PW Talks with Norberto Fuentes
The Commandant's Comrade
by Adam Rathe -- Publishers Weekly, 10/12/2009

Norberto Fuentes, a 66-year-old former Castro associate now living in exile
in Florida, gets into the head of the commandant in his startling and
surprisingly funny novel, The Autobiography of Fidel Castro.

You actually know Castro. How did your relationship with him affect the
story?

I started to talk with him and to travel with him in the beginning of the
1980s, but we knew each other before then. My observations are not only
about Fidel, but also the people surrounding him who used to talk to me. I
was deeply involved with the revolution, so I know a lot of things about the
history and the topic of Fidel. I'm always trying to decipher his thinking,
and I'm receiving information [from Cubans] all the time. In Cuba, you have
a lot of information and a lot of people talking [about secrets], believe it
or not.

In the book, Castro's voice can come across as very funny, though I'm sure
it could also be scary. Did you find him to be funny?

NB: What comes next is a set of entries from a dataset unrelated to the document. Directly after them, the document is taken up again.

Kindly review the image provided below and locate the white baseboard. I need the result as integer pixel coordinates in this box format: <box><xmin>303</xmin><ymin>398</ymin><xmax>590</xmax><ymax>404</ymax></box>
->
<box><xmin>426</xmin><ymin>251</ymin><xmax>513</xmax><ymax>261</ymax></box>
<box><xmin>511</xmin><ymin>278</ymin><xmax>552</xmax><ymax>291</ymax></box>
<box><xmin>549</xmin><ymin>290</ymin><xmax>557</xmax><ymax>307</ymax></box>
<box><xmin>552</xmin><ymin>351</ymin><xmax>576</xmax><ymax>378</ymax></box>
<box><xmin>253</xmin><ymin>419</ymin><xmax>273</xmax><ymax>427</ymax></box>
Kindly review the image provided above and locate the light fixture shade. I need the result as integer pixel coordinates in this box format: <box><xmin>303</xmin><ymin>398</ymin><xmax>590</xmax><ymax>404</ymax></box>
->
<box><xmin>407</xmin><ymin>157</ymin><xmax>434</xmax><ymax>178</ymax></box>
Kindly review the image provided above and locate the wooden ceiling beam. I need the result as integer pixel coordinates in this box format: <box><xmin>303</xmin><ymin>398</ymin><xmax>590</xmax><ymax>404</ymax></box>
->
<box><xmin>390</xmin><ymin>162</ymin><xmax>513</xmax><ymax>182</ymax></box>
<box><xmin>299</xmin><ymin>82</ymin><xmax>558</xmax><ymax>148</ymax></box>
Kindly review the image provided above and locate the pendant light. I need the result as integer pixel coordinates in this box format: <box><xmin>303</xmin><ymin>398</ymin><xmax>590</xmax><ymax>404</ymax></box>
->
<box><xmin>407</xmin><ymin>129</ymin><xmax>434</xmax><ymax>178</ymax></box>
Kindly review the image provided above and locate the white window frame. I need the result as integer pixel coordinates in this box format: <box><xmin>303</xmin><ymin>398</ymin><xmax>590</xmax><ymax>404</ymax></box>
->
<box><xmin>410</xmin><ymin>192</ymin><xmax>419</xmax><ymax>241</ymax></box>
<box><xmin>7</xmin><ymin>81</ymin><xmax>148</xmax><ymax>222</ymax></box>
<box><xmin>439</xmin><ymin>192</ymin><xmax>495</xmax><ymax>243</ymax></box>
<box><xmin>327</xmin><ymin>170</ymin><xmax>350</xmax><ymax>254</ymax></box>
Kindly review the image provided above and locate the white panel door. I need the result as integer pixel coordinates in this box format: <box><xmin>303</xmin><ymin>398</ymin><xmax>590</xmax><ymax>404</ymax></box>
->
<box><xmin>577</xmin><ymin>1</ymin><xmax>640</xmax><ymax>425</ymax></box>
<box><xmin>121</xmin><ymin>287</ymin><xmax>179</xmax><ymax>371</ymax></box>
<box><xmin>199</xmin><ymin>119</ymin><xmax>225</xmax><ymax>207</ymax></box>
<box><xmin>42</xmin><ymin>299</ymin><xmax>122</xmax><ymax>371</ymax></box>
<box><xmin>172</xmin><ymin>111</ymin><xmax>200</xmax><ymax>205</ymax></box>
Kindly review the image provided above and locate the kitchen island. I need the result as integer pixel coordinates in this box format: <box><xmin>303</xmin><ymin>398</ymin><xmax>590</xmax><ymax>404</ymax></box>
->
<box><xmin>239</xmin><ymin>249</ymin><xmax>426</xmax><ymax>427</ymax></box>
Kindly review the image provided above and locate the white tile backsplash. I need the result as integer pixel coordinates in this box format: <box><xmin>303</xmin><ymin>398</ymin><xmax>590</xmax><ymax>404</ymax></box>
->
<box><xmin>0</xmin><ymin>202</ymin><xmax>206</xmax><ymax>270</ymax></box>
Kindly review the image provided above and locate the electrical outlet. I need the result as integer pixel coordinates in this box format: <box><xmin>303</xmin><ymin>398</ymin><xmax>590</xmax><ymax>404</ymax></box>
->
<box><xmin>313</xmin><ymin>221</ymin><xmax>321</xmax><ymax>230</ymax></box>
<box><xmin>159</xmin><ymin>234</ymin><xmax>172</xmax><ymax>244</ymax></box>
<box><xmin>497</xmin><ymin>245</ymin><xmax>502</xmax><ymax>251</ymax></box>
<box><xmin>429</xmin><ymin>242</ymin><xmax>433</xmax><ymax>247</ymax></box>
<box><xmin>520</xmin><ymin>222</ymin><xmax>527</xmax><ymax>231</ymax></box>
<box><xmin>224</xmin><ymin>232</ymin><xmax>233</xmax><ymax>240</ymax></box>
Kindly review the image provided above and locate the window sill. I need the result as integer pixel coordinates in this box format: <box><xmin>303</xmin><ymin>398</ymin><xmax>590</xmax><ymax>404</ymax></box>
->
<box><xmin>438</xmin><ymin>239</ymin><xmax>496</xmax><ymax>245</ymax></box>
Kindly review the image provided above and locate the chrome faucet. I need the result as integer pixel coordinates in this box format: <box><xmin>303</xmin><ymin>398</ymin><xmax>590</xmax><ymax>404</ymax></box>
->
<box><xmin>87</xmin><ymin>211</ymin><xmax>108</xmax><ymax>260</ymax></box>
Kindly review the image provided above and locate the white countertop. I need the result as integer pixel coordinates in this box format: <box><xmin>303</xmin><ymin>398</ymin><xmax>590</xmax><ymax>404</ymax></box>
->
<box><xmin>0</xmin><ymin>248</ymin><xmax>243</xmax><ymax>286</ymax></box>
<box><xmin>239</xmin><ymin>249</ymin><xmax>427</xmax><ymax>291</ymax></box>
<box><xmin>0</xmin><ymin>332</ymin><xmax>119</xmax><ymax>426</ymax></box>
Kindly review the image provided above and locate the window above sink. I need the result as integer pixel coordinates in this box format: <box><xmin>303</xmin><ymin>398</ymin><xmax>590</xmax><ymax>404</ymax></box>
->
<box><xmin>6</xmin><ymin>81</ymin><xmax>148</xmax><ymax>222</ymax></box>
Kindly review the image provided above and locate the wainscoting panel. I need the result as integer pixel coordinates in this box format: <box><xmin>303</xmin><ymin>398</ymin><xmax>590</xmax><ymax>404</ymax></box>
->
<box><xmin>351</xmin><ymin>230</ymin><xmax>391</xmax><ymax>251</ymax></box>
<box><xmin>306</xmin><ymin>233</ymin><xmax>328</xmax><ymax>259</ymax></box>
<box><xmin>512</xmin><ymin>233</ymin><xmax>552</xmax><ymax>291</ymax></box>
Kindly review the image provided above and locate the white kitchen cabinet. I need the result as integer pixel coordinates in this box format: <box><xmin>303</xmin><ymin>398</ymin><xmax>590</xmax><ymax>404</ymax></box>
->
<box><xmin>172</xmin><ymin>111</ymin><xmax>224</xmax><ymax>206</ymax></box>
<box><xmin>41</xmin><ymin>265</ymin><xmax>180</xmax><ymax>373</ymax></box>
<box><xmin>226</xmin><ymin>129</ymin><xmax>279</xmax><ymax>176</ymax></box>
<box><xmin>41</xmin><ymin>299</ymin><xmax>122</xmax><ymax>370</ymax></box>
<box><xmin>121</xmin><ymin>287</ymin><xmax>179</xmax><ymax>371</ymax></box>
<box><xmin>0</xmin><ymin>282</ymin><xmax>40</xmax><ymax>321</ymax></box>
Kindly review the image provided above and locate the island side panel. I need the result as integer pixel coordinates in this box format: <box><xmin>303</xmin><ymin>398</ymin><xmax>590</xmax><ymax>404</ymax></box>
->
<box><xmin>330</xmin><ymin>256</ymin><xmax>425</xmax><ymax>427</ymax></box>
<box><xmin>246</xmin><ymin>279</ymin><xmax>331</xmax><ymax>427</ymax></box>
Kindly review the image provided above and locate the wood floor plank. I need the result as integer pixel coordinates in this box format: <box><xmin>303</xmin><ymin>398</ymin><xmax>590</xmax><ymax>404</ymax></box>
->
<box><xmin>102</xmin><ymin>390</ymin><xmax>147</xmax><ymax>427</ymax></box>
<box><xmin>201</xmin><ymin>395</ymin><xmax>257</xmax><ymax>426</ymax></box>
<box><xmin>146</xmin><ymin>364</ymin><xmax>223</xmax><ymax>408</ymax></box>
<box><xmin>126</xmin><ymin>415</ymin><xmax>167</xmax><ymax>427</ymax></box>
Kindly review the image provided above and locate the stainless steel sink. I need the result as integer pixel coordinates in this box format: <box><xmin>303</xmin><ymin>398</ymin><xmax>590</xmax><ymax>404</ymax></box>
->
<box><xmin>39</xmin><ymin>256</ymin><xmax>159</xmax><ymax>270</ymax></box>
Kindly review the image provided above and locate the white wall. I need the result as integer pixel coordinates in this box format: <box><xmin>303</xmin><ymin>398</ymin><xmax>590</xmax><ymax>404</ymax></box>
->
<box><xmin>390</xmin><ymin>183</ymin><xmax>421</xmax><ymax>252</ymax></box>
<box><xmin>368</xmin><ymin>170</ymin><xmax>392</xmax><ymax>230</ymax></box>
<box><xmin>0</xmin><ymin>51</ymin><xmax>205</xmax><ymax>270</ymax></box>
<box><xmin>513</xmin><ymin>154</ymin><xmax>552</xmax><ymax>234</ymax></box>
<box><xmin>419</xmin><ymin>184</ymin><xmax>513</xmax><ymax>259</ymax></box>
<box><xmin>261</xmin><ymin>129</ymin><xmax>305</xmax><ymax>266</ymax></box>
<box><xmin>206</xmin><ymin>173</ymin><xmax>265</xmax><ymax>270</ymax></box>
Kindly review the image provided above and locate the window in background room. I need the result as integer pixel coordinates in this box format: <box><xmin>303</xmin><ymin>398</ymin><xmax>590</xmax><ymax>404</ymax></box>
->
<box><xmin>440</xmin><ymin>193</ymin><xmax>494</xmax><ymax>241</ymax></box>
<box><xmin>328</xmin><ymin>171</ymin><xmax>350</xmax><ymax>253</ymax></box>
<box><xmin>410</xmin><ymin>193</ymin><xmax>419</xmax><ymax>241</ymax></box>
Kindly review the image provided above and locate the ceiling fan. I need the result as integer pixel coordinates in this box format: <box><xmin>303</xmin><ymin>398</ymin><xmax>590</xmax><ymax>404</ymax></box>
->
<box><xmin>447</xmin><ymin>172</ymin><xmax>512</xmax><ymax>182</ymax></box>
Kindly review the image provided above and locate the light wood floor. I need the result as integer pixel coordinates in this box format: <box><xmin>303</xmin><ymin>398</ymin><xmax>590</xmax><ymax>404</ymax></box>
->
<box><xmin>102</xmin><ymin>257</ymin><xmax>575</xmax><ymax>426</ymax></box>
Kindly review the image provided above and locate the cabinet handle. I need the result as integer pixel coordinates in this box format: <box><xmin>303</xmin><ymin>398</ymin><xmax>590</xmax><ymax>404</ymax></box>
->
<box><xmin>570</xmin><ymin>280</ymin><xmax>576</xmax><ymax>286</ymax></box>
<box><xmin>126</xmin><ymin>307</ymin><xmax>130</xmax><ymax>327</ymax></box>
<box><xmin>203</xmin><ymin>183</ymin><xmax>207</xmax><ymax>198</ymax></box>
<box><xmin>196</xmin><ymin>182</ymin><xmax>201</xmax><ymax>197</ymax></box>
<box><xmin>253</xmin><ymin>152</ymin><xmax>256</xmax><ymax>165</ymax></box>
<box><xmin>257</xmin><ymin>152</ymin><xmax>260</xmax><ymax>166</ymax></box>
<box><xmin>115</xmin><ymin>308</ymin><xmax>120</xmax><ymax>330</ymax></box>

He has a great sense of humor—if you read Hemingway, you can find this same
sense of humor. The tough guys always have humor like that. In some ways,
Fidel lost contact with the real world, but he always had his humor. I'm
writing the autobiography of a man who cannot write in a humorous way; I
have a freedom he doesn't have. Maybe what you found terrifying was his
pragmatic point of view.

The book reads like an actual autobiography—the narrator reminds himself of
stories, goes on tangents and revisits ideas. What was the writing process
like for you?

It was a challenge for me, and a very emotional thing, to be in his mind, to
try to think his thoughts. One thing we know for sure is that he is a very
smart person. I would say he's a genius.

You escaped Cuba in 1994. What do you think of President Obama's statement
earlier this year that “the United States seeks a new beginning with Cuba.”

He made the first step, but now it is not a priority. In the end, they will
have to normalize relations. If you are going to see Fidel as a historical
character, you need to learn about him. He is a man who has stayed there for
over 50 years and has had I don't know how many wars. And he almost always
wins. But I'm a novelist, not a think tanker. And I want to stay that way.